Does this strike a nerve? Do you feel your heart pound, your muscles clench, your stomach churn? If so, then William Ury has written the book for you: Getting to Yes with Yourself and Other Worthy Opponents (HarperCollins, 2015). If the idea of another round of school meetings makes you sweat, then Getting to Yes can help you move to “the balcony–a mental and emotional place of perspective, calm, and self-control” (21). This is the first in a series of steps that Ury has honed over years of high-stakes mediation in “boardroom battles, labor conflicts, and civil wars around the world” (dust jacket). Cofounder of Harvard’s Program on Negotiation, Ury draws from compelling personal and professional experience to illustrate an effective way to ground yourself and re-frame your approach to conflict and difficult conversations.     

Ury’s message resonates not just as a set of tips for negotiating, but as a profoundly inspiring philosophy of life. He advises that this version of Getting to Yes should be viewed as the prequel to his earlier, widely acclaimed work with his mentor, Roger Fisher, Getting to Yes: Negotiating Agreement without Giving In (1981). The first Getting to Yes, which served as “one of the primary business texts of modern America” for three decades, offered a “proven, step-by-step strategy for coming to mutually acceptable agreements in every sort of conflict” (Amazon). Ury’s more recent, solo work has grown out of his meantime realization that, in the words of Walt Kelly’s insightful possum, Pogo, “We have met the enemy and he is us.” With lively and accessible prose, Ury guides his reader into a penetrating consideration of the human condition. He anchors his chapters with trenchant quotes from Goethe, Frankl, Emerson, and Wittgenstein and gives examples that range from Nelson Mandela to his own daughter. Ultimately, he offers up a way of living that cannot fail to strengthen the fabric of human existence (“win-win-win”) and move humanity in the direction of peace and redemption.
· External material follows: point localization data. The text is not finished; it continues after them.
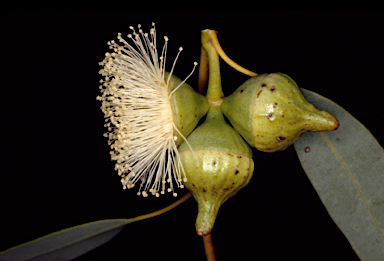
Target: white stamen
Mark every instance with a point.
(137, 106)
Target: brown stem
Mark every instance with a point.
(208, 246)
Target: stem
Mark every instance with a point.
(161, 211)
(208, 246)
(215, 93)
(219, 50)
(203, 72)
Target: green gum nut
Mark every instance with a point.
(224, 166)
(188, 107)
(271, 113)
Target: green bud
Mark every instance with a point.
(188, 107)
(224, 166)
(271, 113)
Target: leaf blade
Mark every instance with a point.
(346, 169)
(68, 243)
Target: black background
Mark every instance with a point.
(56, 170)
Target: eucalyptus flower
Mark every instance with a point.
(136, 101)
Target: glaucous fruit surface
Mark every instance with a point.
(271, 113)
(224, 166)
(188, 107)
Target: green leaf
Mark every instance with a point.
(346, 167)
(68, 243)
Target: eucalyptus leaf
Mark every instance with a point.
(346, 167)
(68, 243)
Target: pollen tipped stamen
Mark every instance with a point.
(136, 103)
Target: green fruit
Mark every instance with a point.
(188, 107)
(271, 113)
(224, 166)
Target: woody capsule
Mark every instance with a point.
(271, 113)
(222, 166)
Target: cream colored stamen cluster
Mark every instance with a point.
(137, 107)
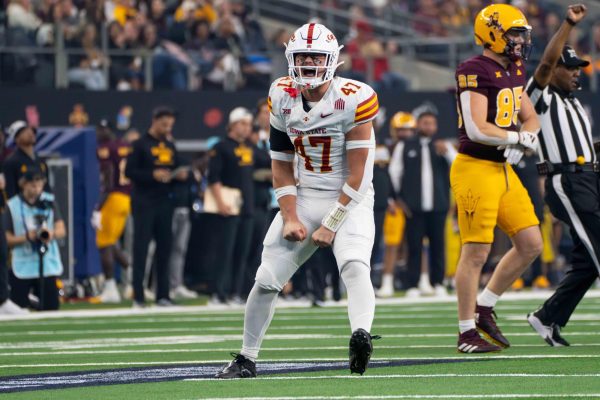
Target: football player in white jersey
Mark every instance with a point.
(327, 122)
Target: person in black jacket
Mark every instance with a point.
(152, 166)
(232, 166)
(7, 307)
(420, 173)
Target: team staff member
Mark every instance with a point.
(571, 168)
(232, 165)
(151, 166)
(23, 158)
(114, 206)
(421, 170)
(32, 218)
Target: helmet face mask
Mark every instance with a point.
(316, 43)
(502, 28)
(511, 49)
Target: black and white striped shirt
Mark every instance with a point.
(566, 131)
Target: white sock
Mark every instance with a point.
(487, 298)
(260, 308)
(387, 280)
(361, 297)
(466, 325)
But I digress. Practically speaking, Ury’s process calls for cultivating habits that can help maintain a sense of calm and well-being in the face of potentially painful discussions–in our case, petitioning for “services or activities not ordinarily provided” from school officials who seem to hold sway over your children’s (and thus your own) health and happiness. By “getting to yes with yourself,” you will be less susceptible to emotional triggers and impulses that sabotage your child’s (and thus your own) best interests. Holding fast to the balcony and anchored in the confidence that “life is on your side,” you will be more likely to recognize spontaneous openings and act on flashes of creative inspiration, and this can unleash unexpected possibilities that satisfy both sides. From his professional work as a mediator, Ury recounts acute situations in which he has not known how the parties would ever find their way out of the wilderness of mutual hurt and hostility. Yet by maintaining his own commitment to “Yes,” he has time and again seen light break into the darkness and illuminate paths toward conciliation and relief from years of public feuding and civil war.

Intrigued? Then read! You have nothing to lose and much to gain from this highly fortifying guide.